Are you both clear on the job description/project objective? This is an overlooked aspect of communication but vital to shared understanding. If you are working for a supervisor then you should have a current job description (JD) in place. I emphasize current because many times there is one in place when someone was hired but is no longer completely accurate. Jobs evolve and your particular skills will usually add tasks and expectations not captured on the original generic JD. Make sure the job description matches what you are being asked to do. If you are serving on a project team and not in a job capacity then take this step to make sure you and the project leader have the same expectations for the work to be done. There are few things more embarrassing than to be at a point to evaluate your work and then find out your supervisor or project manager had a completely different expectation on what you should be doing other than the work you did.
What have you noted that I do well? This isn’t simply fishing for compliment, it’s a legitimate evaluation question. The response will help you strengthen the value that this person sees you bringing to the team. Sometimes this is something you know you do well, sometimes it is a skill that seems so natural to us that we don’t even realize we are doing it.
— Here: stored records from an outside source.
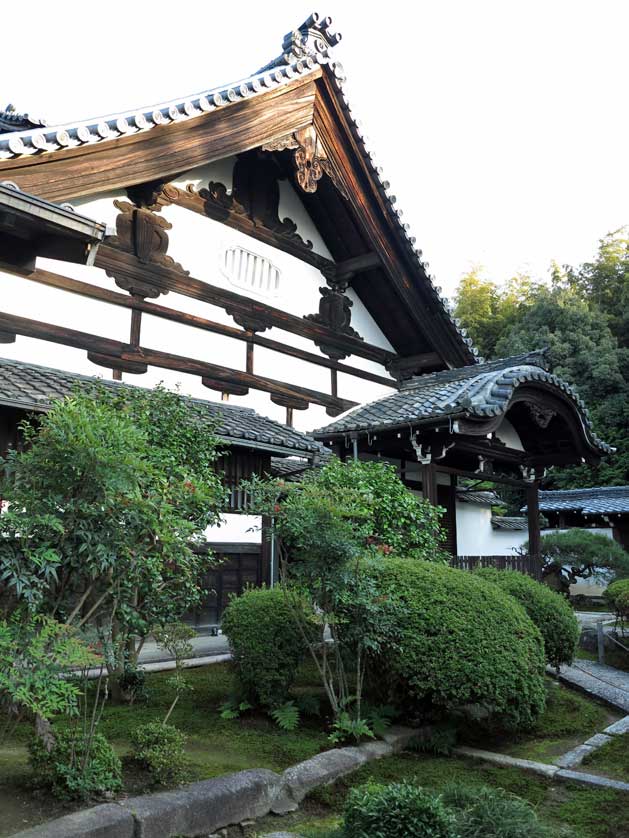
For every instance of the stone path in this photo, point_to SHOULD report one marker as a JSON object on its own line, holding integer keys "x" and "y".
{"x": 599, "y": 681}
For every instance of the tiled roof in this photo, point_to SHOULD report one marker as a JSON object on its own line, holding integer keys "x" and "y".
{"x": 602, "y": 500}
{"x": 303, "y": 51}
{"x": 482, "y": 497}
{"x": 480, "y": 391}
{"x": 33, "y": 387}
{"x": 516, "y": 524}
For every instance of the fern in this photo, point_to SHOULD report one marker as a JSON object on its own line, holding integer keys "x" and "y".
{"x": 309, "y": 705}
{"x": 286, "y": 716}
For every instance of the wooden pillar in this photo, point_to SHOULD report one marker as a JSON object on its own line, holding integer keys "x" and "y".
{"x": 429, "y": 483}
{"x": 532, "y": 503}
{"x": 453, "y": 535}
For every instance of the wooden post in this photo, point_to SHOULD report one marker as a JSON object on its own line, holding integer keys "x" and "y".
{"x": 453, "y": 533}
{"x": 429, "y": 483}
{"x": 600, "y": 641}
{"x": 532, "y": 501}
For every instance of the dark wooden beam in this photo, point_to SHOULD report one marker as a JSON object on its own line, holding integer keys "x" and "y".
{"x": 371, "y": 207}
{"x": 164, "y": 360}
{"x": 429, "y": 483}
{"x": 85, "y": 289}
{"x": 356, "y": 264}
{"x": 168, "y": 149}
{"x": 532, "y": 502}
{"x": 489, "y": 478}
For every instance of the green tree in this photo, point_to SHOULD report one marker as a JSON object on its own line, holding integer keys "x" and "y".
{"x": 107, "y": 501}
{"x": 605, "y": 281}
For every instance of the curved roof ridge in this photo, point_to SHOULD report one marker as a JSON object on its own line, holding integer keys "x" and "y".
{"x": 479, "y": 391}
{"x": 304, "y": 49}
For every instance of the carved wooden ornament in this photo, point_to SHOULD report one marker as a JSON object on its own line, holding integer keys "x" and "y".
{"x": 143, "y": 234}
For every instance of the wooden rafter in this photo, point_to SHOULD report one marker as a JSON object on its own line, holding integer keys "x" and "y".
{"x": 116, "y": 350}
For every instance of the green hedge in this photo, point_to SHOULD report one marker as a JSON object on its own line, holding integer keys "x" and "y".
{"x": 463, "y": 644}
{"x": 71, "y": 773}
{"x": 265, "y": 642}
{"x": 550, "y": 611}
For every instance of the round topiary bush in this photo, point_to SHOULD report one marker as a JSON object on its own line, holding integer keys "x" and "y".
{"x": 266, "y": 644}
{"x": 462, "y": 645}
{"x": 395, "y": 810}
{"x": 76, "y": 768}
{"x": 550, "y": 612}
{"x": 159, "y": 747}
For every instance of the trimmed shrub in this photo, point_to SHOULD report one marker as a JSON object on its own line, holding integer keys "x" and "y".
{"x": 550, "y": 612}
{"x": 266, "y": 644}
{"x": 74, "y": 769}
{"x": 492, "y": 813}
{"x": 379, "y": 811}
{"x": 462, "y": 645}
{"x": 617, "y": 594}
{"x": 159, "y": 747}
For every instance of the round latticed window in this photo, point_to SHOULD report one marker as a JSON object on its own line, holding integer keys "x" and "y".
{"x": 251, "y": 272}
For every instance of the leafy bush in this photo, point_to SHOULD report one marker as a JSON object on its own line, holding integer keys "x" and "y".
{"x": 617, "y": 594}
{"x": 462, "y": 645}
{"x": 492, "y": 813}
{"x": 160, "y": 748}
{"x": 550, "y": 612}
{"x": 378, "y": 811}
{"x": 266, "y": 644}
{"x": 77, "y": 766}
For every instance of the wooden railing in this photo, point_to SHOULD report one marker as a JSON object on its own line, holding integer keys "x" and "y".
{"x": 521, "y": 562}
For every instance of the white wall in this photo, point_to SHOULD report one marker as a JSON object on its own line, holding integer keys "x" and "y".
{"x": 197, "y": 243}
{"x": 477, "y": 537}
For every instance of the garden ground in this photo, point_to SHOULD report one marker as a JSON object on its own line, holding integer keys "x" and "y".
{"x": 218, "y": 746}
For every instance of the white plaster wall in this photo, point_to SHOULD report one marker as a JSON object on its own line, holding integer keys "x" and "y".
{"x": 507, "y": 433}
{"x": 197, "y": 243}
{"x": 237, "y": 528}
{"x": 477, "y": 537}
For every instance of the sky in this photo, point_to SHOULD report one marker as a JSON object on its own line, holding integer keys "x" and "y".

Zoning in on this and continuing to strengthen an aspect that your supervisor or project manager already believes you do well both adds value to you as team member and also serves to reveal to you a bit about how others positively perceive you.
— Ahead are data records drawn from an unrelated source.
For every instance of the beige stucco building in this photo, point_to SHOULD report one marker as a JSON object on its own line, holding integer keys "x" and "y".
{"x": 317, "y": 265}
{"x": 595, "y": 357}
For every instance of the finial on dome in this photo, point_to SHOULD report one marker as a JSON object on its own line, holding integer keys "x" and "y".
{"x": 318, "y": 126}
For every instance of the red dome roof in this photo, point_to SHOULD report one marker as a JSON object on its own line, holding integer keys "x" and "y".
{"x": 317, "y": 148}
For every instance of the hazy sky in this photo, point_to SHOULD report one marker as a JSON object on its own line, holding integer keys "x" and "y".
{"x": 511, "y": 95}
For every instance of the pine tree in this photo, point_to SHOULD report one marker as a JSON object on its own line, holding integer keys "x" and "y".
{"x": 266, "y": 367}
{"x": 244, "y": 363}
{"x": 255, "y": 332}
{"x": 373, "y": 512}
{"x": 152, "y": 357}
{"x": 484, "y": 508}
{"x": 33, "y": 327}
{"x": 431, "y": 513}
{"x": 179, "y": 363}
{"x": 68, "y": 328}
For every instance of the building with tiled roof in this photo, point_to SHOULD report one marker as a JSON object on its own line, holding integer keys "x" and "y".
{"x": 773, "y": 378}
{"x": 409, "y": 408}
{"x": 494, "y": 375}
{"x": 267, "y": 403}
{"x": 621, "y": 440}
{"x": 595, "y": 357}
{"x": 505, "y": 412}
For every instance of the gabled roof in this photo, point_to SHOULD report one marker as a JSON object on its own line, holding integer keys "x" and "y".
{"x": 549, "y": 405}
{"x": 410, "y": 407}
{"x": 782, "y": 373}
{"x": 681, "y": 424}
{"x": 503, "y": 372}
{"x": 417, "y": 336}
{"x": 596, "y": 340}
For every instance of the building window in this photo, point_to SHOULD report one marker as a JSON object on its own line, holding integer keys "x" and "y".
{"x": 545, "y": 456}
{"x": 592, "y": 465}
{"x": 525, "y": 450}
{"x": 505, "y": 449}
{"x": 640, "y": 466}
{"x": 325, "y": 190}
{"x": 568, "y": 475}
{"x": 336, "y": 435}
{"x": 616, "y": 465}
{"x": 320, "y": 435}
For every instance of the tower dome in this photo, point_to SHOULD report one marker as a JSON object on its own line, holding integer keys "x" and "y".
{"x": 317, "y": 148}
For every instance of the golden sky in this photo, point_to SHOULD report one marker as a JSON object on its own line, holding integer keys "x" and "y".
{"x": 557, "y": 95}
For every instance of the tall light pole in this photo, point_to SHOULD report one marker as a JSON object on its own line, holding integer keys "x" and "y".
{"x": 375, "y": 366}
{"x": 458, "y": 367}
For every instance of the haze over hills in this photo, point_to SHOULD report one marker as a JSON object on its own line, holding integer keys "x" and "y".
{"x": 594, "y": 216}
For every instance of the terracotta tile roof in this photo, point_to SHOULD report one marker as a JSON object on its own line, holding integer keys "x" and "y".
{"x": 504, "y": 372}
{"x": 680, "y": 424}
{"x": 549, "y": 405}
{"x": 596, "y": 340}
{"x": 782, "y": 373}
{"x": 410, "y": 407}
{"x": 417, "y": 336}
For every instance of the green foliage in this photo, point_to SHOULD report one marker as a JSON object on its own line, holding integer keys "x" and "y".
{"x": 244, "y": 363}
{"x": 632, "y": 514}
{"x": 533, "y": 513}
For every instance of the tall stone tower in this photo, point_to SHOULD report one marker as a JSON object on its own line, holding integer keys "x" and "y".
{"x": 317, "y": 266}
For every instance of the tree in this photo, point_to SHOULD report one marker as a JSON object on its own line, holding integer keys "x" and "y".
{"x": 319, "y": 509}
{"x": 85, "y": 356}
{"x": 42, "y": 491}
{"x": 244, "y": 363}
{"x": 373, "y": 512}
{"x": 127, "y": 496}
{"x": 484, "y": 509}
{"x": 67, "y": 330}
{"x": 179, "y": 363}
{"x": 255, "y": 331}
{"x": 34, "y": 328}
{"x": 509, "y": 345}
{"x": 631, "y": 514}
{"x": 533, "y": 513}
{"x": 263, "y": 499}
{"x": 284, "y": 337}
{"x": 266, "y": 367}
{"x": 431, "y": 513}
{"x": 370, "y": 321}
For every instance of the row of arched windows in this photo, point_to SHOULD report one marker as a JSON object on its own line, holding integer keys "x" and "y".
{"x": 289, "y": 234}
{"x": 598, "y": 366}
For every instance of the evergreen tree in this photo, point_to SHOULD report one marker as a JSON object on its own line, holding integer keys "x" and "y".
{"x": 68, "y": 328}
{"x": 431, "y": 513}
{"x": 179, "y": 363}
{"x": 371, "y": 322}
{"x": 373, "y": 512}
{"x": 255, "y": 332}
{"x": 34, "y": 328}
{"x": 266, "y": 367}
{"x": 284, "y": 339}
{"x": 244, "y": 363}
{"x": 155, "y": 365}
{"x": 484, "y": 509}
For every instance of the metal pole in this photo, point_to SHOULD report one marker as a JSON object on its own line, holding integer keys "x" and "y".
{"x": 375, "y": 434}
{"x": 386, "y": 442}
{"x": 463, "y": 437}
Where would you, in view of the vision of the work here, encourage me to develop my skills? There are two valuable levels of this question to consider. First, you are giving a supervisor who worries about delivering constructive feedback a vehicle to give you input in a positive way. You are asking what skills they believe you can develop, not a more vague “where can I improve” type of question. Also you are asking for specificity in that you are not seeking generic insights but particular actions that help move the vision the supervisor has for the work forward. They will appreciate the question and their responses will give you a step up in understanding not only what you can do better but also where you can add specific value to the work.
What can I take off you? This is both a great development opportunity for you and the chance to communicate to your supervisor you actively interested in helping important work move forward. Any items you can help with creates more time for them to concentrate on their core responsibilities. Even if the opportunity to help they offer seems small if you do it well and truly take work off of them then you will get larger responsibilities from them later.
Annual reviews or even the review of a major project can seem daunting and tend to worry many people. Looking at this as an opportunity to communicate your desire to work hard and receive clarity on exactly what success looks like to your supervisor will prove to be an invaluable map toward creating personal value for your team.